Mary Lennox is brought to England from India to live with her uncle, Archibald Craven, after her parents die. Her uncle is away travelling, however, and Mary is left to amuse herself in the big rambling Misselthwaite Manor and grounds on the Yorkshire Moors. She gradually becomes friends with the servant, Martha, who introduces her to her family, and in particular her brother, Dickon, who has an affinity with animals. Mary discovers, guided by the lovely robin who is a major character of the book, a neglected and secret garden in the grounds of the house, and determines, with Dickon’s help, to restore it. The garden was locked up by Craven when his wife had an accident and died in it. Mary also discovers a child living in the house, Colin, the son of Craven, who has been told and firmly believes he is a hunchback and cannot walk. They become friends and Mary takes Colin to the garden in his wheelchair and he helps Mary and Colin restore it, and also tries walking in the garden and discovers he can actually walk and gradually builds up strength and health, though they keep this a secret from the servants. Craven then arrives home and finds the garden full of flowers and Colin healthy and happy.

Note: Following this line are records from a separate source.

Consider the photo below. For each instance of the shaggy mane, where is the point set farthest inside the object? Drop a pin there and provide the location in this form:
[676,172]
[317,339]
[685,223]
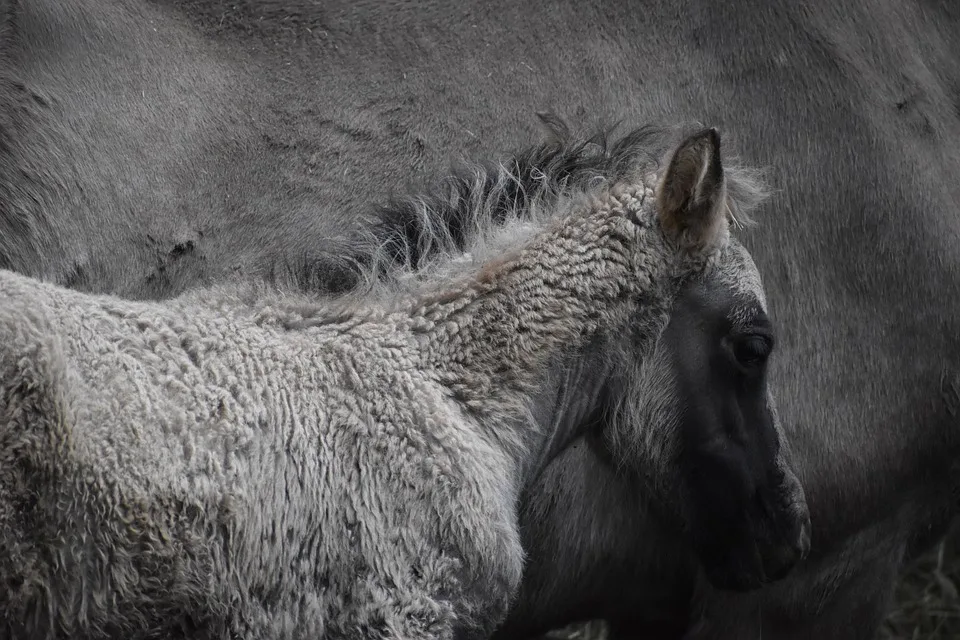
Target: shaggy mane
[484,209]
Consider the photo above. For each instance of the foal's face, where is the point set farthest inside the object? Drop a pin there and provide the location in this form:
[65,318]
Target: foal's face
[743,506]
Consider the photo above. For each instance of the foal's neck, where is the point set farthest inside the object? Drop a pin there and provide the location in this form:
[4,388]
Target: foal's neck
[490,342]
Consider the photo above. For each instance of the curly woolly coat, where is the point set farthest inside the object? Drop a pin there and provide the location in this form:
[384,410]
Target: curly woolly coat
[212,467]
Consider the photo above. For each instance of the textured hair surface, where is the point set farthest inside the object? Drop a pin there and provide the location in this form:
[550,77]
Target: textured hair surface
[480,208]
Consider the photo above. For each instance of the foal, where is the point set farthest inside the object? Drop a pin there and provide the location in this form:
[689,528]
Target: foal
[221,467]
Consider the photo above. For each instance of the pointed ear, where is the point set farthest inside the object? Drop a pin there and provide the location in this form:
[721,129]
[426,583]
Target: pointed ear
[691,193]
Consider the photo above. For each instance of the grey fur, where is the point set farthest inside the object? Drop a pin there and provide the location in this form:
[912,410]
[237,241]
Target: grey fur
[250,464]
[147,147]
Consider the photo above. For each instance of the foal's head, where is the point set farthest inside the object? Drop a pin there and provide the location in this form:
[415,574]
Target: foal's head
[699,406]
[687,406]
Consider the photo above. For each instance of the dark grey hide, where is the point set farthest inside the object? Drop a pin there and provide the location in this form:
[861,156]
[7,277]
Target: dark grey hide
[148,145]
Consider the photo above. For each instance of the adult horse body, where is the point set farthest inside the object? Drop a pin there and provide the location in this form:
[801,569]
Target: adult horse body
[146,145]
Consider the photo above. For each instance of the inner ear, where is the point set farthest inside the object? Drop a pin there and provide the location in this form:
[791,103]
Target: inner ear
[692,190]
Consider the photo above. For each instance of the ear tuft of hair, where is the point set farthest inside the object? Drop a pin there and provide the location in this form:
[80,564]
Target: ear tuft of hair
[691,193]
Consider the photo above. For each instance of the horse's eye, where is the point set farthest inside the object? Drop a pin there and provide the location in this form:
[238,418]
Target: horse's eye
[751,351]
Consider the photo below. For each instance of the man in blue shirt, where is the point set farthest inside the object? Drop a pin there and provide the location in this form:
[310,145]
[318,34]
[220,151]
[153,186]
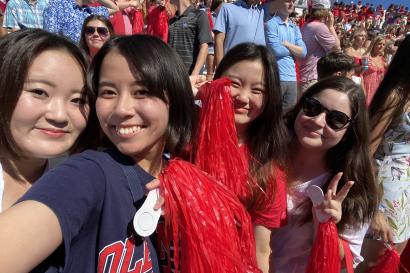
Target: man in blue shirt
[66,17]
[238,23]
[21,14]
[285,40]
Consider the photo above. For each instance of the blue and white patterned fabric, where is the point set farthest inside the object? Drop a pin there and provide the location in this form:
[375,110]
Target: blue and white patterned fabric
[66,17]
[21,14]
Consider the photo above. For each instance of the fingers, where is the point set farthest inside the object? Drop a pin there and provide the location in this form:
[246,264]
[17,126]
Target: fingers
[341,195]
[160,203]
[334,182]
[154,184]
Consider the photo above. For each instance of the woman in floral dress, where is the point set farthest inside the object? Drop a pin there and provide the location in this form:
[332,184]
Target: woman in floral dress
[390,116]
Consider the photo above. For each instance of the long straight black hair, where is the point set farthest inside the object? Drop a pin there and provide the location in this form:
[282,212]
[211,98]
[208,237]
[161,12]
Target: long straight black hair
[267,134]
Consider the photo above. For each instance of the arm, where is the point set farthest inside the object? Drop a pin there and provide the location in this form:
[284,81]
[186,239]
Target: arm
[203,52]
[219,47]
[376,134]
[263,250]
[128,4]
[204,38]
[295,50]
[110,5]
[30,230]
[274,42]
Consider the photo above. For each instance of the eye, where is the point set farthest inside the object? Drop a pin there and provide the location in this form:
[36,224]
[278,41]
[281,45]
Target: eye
[38,92]
[106,93]
[258,91]
[235,84]
[141,93]
[79,101]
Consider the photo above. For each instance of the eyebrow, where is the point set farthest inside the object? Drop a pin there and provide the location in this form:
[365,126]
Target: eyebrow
[43,81]
[49,83]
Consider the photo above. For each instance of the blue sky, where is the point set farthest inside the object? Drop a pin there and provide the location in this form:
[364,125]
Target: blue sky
[385,3]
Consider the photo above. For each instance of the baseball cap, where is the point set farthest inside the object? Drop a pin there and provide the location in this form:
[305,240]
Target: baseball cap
[321,4]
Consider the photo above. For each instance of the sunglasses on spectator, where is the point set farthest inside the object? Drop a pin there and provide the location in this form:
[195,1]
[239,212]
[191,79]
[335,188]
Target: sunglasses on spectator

I am surprised at how Mary is represented at the start of this book, being described as disagreeable and unfriendly and demanding, when she has been through some terrible traumas. She was neglected and ignored as a child, knowing she was clearly unwanted by her parents and not being shown any affection from them and barely seeing them, then her parents die and she has to move from India and everything she knows and go to England where everything is strange and unfamiliar and live with a stranger, her uncle, and she’s not even greeted by him on her arrival. My heart just bleeds for her and how scared and alone she must have felt. I know this was written in a different time when children and their problems were dealt with differently, but I can’t help being surprised that the author isn’t more sympathetic towards Mary, or explains her behaviours as being due to these traumas. I imagine if the book was written today, then the first few chapters describing Mary would be much more sympathetic towards her. Poor poor Mary, bless her.
And I love Mary’s relationship with the servant, Martha, and how their trust grows with each other and how they both gain from each other, their backgrounds being so different and the contrast that Martha’s family lacks money but has much affection and love, and Mary has much money but has always lacked affection and love. It is so touching when Martha’s mother uses their little bit of money to buy a skipping rope for Mary. And also Mary’s excitement at the prospect of meeting Martha’s family, which must seem like a dream life for Mary who has never really had a family or people who care for her, it is so lovely to read.
I think my favourite bit of the book though is the lovely exchanges with the robin and the descriptions of his inquisitive and cheeky behaviour, ‘the robin flew from his swinging spray of ivy on to the top of the wall and he opened his beak and sang a loud lovely trill, merely to show off. Nothing in the world is quite so adorably lovely as a robin when he shows off – and they are nearly always doing it’. This just warms my heart and cheers me, it is so beautifully written and so charming, and whenever I see a robin it always makes me smile.
And another favourite bit is obviously the excitement of Mary finally finding the door to the secret garden, this is also so beautifully written with the description of the breeze blowing back the ivy and her seeing the door handle and taking it in both hands and turning the stiff key, then actually entering the garden and seeing all the draping mystical-like branches, and her joy at seeing green shoots in the ground and knowing that the garden is actually still alive. This is one of my all-time favourite passages in a book, I think. And I’m sure this section stayed with me when I read it as a child and gave me that hope that I’ll stumble across a secret garden myself, and I’m also sure is the cause of me always gazing wistfully and speculatively at lovely little unusual doors I see in garden walls! It is such a wonderful book. I’ve not read any other books by this author but have been looking at a few that sound worth reading, particular A Lady of Quality which sounds like more of an adults book than a children’s book, and Little Lord Fauntleroy which sounds interesting with the mix of English and New York life.